Brooks Hanson, senior vice president for publications at the American Geophysical Union, and John Baillieul, a former editor-in-chief of IEEE Transactions on Automatic Control, noted that their fields are becoming increasingly data intensive. As a result, the sharing of data, code, and other “artifacts” is increasingly supported and encouraged by journal publishers. Baillieul said there would also have to be increased cultural acceptance that publications would have multiple versions to accommodate, for instance, updated code and data.

Report will add to larger conversation on research reliability

Because the committee’s work is in its first phases, its kickoff meeting avoided detailed discussion of what shape its ultimate recommendations would take. A number of committee members and speakers, though, alluded to the fact that the committee should take into account prior and parallel efforts.

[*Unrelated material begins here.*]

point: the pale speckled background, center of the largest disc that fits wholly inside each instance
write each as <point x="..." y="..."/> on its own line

Earlier this year, the National Academies released a study identifying “detrimental” research practices, some of which, it asserted, erode the quality of research results. The Academies is also currently sponsoring a study on “open science” practices. The Academies, NSF, and professional societies have also sponsored a number of symposiums and workshops on R&R and related subjects. The committee heard directly from members of a parallel study currently being conducted through the Royal Netherlands Academy of Arts and Sciences.

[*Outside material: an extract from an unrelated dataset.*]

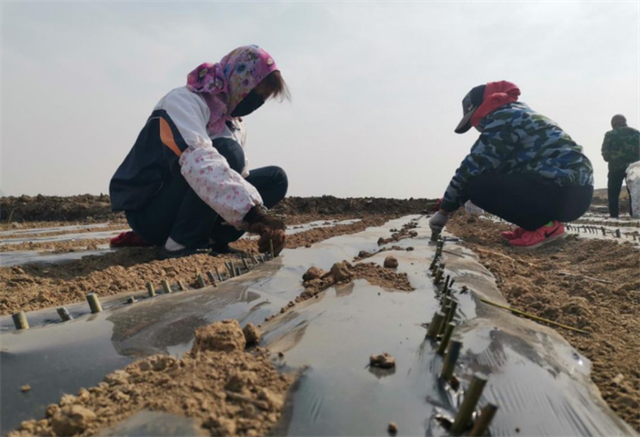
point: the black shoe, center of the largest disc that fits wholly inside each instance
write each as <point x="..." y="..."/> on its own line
<point x="224" y="248"/>
<point x="170" y="254"/>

In developing its recommendations, the committee will also have to consider an additional aspect of its charge pertaining to public perceptions of scientific credibility. On this account, several meeting participants said they would like to avoid language portraying R&R issues as a “crisis” and to emphasize the “self-correcting” nature of science.

At the same time, Richard Harris, a science correspondent for National Public Radio and author of “Rigor Mortis: How Sloppy Science Creates Worthless Cures, Crushes Hope, and Wastes Billions,” encouraged the committee not to “soft pedal” the issues the scientific community faces. He urged that showing a willingness to confront problems in an upfront manner would send the best message about the health of the scientific enterprise.